Technology is not neutral.
The use of Artificial Intelligence (AI) tools1 to describe, analyze, visualize, or aid discovery of information from Smithsonian collections, libraries, archives, and research data reflects the biases and positionality of the people and systems who built each tool, as well as those that collected, cataloged, and described any data used for their training. These tools might hold extensive value in their use at the Smithsonian, but there are issues that will limit the applicability and reliability of their use due to the way they were planned and created.
We seek to only begin AI projects2 that implement tools and algorithms that are respectful to the individuals and communities that are represented by the information in our museum, library, and archival collections. We aim to be proactive in identifying and documenting biases and methodologies when building and implementing such tools and making the documentation available to audiences that will interact with the resulting products. We recognize that technology evolves over time and that our efforts must also evolve to ensure our ethical framework stays relevant and robust. We encourage any person, community, or stakeholder involved with or affected by said tools and algorithms to provide feedback and point out any concerns.
We acknowledge the opportunities that AI tools present for cultural heritage organizations:
As digitization of museum, library, and archival collections has become more prevalent, there is a need for tools to make digitized data available to our audiences.
AI tools can be used to make museum, library, and archival collections more discoverable to the public by efficiently extracting, summarizing, and visualizing vast amounts of data.
AI tools can help us become more representative of our audiences, through surfacing the histories of marginalized people and groups.
We urge anyone contemplating an AI project to consider:
Is it the appropriate technology to solve the problem?
The development of AI tools often requires the use of specialized computational hardware, the production of which relies on mining of rare earth metals, and the operation of which can have a large carbon footprint. What is the environmental impact of choosing this technology or tool?
There are no unbiased methodologies, datasets, collections, algorithms, or tools. Therefore, what are the biases in the methodologies, datasets, collections, algorithms, or tools you wish to use?
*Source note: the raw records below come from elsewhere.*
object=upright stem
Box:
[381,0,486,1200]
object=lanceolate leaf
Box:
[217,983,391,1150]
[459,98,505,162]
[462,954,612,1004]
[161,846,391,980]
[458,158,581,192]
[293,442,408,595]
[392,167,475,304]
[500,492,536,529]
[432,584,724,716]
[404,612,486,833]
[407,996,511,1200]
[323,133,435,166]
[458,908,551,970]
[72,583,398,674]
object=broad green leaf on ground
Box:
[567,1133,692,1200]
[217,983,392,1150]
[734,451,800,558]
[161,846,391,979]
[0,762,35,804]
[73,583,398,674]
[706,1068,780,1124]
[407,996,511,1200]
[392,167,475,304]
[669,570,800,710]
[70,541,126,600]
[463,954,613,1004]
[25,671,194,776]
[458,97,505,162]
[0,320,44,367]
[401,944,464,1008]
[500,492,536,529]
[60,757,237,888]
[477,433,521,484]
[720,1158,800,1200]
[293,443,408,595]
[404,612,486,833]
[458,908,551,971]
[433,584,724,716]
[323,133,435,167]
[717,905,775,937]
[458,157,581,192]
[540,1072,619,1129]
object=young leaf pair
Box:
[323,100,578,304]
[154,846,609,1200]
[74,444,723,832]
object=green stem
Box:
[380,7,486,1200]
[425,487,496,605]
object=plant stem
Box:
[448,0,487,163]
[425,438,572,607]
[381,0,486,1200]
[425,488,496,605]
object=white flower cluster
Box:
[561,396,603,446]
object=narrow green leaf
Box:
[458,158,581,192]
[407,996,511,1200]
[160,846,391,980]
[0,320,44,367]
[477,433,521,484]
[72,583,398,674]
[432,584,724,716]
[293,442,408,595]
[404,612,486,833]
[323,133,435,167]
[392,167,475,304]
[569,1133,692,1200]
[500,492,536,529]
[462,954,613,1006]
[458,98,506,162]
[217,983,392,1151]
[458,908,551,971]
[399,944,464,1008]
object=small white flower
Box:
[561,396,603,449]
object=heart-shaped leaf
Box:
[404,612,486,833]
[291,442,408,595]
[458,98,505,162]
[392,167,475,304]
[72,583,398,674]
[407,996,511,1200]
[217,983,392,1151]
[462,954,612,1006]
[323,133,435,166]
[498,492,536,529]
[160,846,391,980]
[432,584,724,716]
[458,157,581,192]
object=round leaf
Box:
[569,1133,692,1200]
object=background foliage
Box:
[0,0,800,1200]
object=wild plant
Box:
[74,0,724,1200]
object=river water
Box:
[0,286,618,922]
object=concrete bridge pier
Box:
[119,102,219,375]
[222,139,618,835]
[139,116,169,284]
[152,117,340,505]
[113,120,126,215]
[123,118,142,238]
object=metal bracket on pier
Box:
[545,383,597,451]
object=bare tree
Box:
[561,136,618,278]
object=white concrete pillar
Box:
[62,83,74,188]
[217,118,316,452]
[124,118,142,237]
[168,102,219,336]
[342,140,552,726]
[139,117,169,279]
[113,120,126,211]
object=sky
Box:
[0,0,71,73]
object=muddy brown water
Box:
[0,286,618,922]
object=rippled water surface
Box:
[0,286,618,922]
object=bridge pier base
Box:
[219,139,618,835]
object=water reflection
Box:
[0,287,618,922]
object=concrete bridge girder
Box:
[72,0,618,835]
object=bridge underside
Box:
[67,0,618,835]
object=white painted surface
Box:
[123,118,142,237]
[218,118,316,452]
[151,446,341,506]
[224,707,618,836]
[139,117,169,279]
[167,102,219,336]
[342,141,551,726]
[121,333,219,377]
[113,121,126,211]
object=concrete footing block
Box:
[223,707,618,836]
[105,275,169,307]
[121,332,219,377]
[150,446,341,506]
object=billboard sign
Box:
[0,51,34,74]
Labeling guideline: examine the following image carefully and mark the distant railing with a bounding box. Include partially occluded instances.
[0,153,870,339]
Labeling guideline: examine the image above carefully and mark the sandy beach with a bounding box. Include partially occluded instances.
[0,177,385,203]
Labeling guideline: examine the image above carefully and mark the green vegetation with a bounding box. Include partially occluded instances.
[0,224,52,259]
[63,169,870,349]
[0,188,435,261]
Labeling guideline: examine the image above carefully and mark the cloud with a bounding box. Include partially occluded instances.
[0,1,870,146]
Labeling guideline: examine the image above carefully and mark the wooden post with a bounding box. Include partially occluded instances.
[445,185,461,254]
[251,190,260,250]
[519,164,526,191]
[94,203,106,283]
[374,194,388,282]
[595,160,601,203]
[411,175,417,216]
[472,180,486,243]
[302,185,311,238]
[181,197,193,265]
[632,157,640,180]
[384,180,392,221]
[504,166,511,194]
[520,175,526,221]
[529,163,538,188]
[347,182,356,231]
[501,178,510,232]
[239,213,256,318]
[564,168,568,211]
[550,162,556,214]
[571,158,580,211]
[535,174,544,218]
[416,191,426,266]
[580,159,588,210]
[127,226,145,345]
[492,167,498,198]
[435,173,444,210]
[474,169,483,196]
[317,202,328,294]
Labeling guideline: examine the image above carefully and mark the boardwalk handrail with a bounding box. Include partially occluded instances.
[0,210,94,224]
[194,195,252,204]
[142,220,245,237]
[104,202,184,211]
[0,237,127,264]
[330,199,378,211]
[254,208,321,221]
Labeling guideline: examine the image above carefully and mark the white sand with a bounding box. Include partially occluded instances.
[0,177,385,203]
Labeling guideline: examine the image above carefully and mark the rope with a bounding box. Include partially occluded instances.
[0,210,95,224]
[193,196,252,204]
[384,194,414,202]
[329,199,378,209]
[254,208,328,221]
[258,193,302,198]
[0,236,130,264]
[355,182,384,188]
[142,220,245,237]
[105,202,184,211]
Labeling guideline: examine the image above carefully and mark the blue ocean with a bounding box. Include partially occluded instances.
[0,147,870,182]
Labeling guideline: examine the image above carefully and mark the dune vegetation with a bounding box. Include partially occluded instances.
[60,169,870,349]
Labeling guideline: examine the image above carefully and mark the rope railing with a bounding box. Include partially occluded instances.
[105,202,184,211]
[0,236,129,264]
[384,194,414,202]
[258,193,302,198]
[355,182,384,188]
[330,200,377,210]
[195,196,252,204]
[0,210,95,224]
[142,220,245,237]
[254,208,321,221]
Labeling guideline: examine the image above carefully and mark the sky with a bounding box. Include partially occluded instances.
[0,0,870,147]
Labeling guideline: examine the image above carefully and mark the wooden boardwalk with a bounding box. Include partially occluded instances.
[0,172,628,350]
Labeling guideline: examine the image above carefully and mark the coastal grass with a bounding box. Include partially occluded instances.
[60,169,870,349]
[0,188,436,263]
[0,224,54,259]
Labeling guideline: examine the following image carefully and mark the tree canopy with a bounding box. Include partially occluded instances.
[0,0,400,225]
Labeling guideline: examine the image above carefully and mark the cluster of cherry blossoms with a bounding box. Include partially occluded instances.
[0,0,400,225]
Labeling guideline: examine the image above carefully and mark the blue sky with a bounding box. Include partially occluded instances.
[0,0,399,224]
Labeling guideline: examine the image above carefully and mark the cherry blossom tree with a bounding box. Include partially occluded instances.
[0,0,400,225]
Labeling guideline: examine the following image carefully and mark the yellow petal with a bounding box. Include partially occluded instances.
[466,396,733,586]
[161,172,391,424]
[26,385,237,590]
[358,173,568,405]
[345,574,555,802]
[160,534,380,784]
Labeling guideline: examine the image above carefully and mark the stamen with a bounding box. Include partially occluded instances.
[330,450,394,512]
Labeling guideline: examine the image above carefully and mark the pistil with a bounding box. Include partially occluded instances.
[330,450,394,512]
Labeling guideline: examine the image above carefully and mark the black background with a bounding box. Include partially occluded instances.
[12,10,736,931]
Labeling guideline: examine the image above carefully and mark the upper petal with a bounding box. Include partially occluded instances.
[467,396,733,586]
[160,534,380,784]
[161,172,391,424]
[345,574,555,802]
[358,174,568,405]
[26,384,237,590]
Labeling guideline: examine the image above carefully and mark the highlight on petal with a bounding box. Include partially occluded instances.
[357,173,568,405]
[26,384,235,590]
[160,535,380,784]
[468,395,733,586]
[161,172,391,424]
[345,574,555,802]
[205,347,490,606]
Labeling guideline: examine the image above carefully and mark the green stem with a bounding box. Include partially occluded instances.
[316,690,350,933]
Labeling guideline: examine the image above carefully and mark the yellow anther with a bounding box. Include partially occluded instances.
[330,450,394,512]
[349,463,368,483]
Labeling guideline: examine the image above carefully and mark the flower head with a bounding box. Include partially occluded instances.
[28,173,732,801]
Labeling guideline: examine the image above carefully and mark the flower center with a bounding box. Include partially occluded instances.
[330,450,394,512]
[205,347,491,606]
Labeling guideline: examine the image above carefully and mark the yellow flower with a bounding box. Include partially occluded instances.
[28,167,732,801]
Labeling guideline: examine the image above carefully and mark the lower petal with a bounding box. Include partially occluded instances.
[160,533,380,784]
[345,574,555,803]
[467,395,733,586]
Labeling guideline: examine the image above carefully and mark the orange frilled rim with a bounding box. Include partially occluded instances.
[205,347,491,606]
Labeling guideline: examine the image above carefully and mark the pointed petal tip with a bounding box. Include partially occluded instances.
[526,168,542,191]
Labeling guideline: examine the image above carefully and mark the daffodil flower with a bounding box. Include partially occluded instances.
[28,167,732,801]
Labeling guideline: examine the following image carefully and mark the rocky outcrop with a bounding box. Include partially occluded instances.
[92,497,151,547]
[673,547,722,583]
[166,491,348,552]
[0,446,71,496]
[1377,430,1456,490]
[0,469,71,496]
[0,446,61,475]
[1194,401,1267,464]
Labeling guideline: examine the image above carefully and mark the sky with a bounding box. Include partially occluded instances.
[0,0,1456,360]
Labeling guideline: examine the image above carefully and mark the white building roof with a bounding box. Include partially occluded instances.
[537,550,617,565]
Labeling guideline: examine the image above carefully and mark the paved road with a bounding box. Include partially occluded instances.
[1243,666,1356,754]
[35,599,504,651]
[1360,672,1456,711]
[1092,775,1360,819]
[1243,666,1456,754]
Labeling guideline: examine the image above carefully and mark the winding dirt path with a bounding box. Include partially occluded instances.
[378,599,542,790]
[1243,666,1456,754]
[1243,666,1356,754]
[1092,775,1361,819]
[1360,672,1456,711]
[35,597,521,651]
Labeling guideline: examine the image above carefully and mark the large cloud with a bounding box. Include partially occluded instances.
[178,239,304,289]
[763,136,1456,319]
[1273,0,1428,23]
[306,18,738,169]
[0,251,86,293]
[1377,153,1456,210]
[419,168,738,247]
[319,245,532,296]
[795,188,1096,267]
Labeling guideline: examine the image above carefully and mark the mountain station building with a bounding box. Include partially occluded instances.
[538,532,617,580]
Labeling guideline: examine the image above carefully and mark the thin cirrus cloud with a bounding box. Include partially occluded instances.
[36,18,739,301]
We strive to promote the following actions when implementing AI tools:
Documentation of the biases in any methodologies, datasets, collections, algorithms, or tools.
Documentation of transparent data statements that outline the intent of methodologies, datasets, collections, algorithms, or tools.
Creation of positionality statements of the creators of datasets or algorithms behind AI tools.
Documentation of potential risks and regular updating of these risks as technology changes.
Solicitation and inclusion of feedback from relevant members of the community.
We strive to recognize the following when implementing AI tools:
Everyone at the Smithsonian is involved in data collection, creation, dissemination, analysis, as a stakeholder.
If any community or individual is harmed by the use of a technology, then that is one too many.
We strive to promote the following when partnering with outside organizations on AI tools or projects:
We should seek projects and partnerships that adhere to our institutional values.
We should not enter into contracts of collaborations with industry or other partners for the use of tools with unspecified or undisclosed methods and biases.
We should require potential partners who create AI and machine learning tools to explicitly evaluate and state if the datasets or data descriptions used in these tools was collected without consent, or contains offensive or racist descriptions before we agree to use these tools.
Version drafted in Spring 2022 by members of the Smithsonian AI & ML community of practice. Comments and suggestions welcomed at SI-DataScience@si.edu.
References
Bender, E. M., Friedman, B. 2018. Data Statements for Natural Language Processing: Toward Mitigating System Bias and Enabling Better Science. https://aclanthology.org/Q18-1041.
Denton, E., Hanna, A., Amironesei, R., Smart, A., Nicole, H., Scheuerman, M. K. 2020. Bringing the People Back In: Contesting Benchmark Machine Learning Datasets. Proceedings of ICML Workshop on Participatory Approaches to Machine Learning (https://arxiv.org/pdf/2007.07399.pdf).
Murphy, O., Villaespesa, E. 2020. AI: A Museum Planning Toolkit (https://themuseumsainetwork.files.wordpress.com/2020/02/20190317_museums-and-ai-toolkit_rl_web.pdf).
Schwartz, R., Dodge, J., Smith, N. A., Etzioni, O. 2019. Green AI. https://doi.org/10.48550/arxiv.1907.10597.
Stanford Special Collections and University Archives Statement on Potentially Harmful Language in Cataloging and Archival Description (https://library.stanford.edu/spc/using-our-collections/stanford-special-collections-and-university-archives-statement-potentially).
Footnotes
The term “AI tools” includes a variety of technologies that seek to create decision-making software. Some examples include facial and speech recognition, machine learning based optical character recognition, language translation, natural language processing, image recognition, object detection and segmentation, and data clustering. Common commercial examples include virtual assistants such as Siri or Alexa, website search and recommendation algorithms, and tagging and identification of people in images on social media platforms.↩︎
The term “AI project” refers to an intentional effort to utilize or create an AI tool in research or in an existing workflow.↩︎